Ranking among the longest serving African leaders, he has only recently suggested his willingness to retire, albeit at an as yet undisclosed date.

In the event he has fuelled talk of ongoing dynasty building in Angola, as elsewhere in Africa, amid rising suspicion that he is grooming his daughter Isabel dos Santos, 43, to succeed him as Angola’s ruler, amid mounting opposition in the country.

Already popularly referred to as “the Princess", Isabel’s father recently appointed her as boss of state-owned oil firm Sonangol. Immensely wealthy, she has been ranked by Forbes magazine as Africa’s wealthiest woman, with a staggering fortune of around $3 billion.

That development aside, the AU summit in Kigali will also be attended by the peons of Africa’s most renowned dynasties. Among them will be Togo’s president Faure Eyadema and Gabon’s President Ali Ben Bongo.

On the rise

The latter, who inherited power from his father, the late Omar Ali Bongo, is like a growing number of older fellow African presidents poised to seek a new term come the presidential elections in August this year.

Yet another epitome of the dynasty trend is Democratic Republic of Congo president Joseph Kabila, who inherited power from his late father Laurent Desiré Kabila and is likely to seek a new term at an as yet undetermined date in the future.

As matters stand, the growth of African dynasties is evidently on the rise, what with the recently re-elected president Equatorial Guinea president Teodoro Obiang' Nguema Basongo recently appointing his first son Teodoro 'Teodorin' Obiang' Mangue as the country’s vice-president.

As for Uganda, dynastic manoeuvres have also been afoot, with President Museveni recently promoting his son Muhoozi Kainerugaba from brigadier to major general in the Uganda People's Defence Force.
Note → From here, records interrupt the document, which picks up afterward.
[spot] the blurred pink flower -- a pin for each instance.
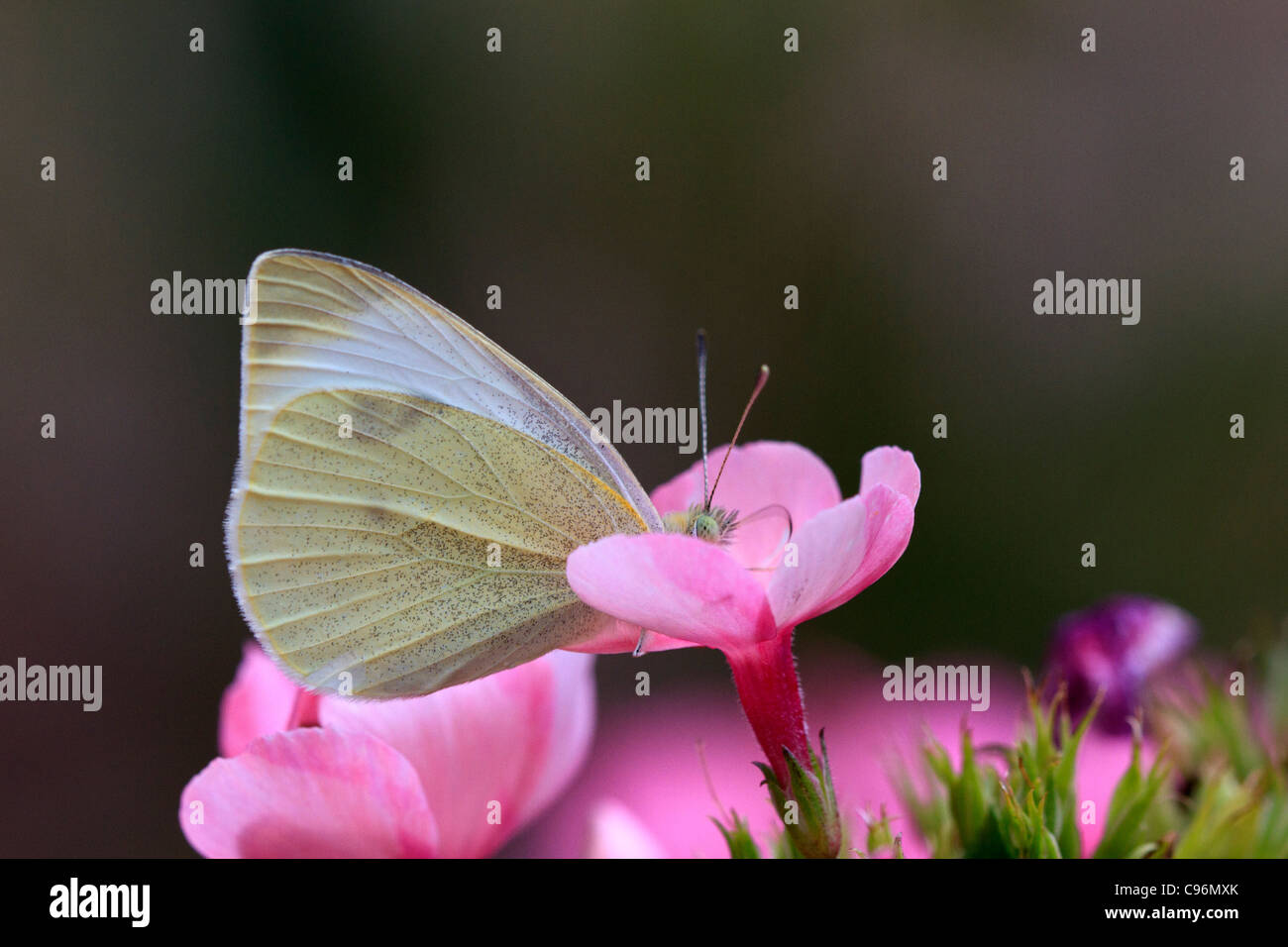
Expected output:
(746, 598)
(454, 774)
(1117, 646)
(644, 791)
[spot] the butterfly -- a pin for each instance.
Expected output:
(407, 492)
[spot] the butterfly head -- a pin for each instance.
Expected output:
(715, 525)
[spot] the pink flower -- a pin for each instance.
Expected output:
(450, 775)
(1117, 646)
(747, 598)
(644, 792)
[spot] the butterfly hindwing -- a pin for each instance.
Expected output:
(410, 544)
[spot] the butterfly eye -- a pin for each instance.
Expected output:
(707, 527)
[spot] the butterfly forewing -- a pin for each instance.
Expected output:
(391, 545)
(321, 322)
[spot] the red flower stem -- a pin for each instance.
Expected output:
(771, 694)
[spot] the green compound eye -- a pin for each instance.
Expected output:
(707, 527)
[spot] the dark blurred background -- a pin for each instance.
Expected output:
(768, 169)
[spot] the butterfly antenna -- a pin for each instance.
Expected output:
(702, 407)
(755, 393)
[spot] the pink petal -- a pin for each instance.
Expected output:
(490, 753)
(621, 637)
(258, 702)
(675, 585)
(616, 832)
(759, 474)
(841, 552)
(893, 467)
(309, 793)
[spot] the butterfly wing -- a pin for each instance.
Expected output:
(412, 545)
(320, 322)
(323, 326)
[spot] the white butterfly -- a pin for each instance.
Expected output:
(407, 492)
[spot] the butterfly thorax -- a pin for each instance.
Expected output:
(713, 525)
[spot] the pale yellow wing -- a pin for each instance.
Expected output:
(424, 549)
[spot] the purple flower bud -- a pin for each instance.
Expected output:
(1117, 644)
Two weeks later he unabashedly named his wife Janet Minister of Education and Sports.

In Zimbabwe, talk is still rife about Mugabe’s wife Grace succeeding him, while in South Africa outgoing AUC chair Dlamini-Zuma is already being touted for the leadership of the African National Union, the country’s powerful ruling party.

Intriguingly, that prospect will come with the real possibility of succeeding former husband Jacob Zuma as president of her country.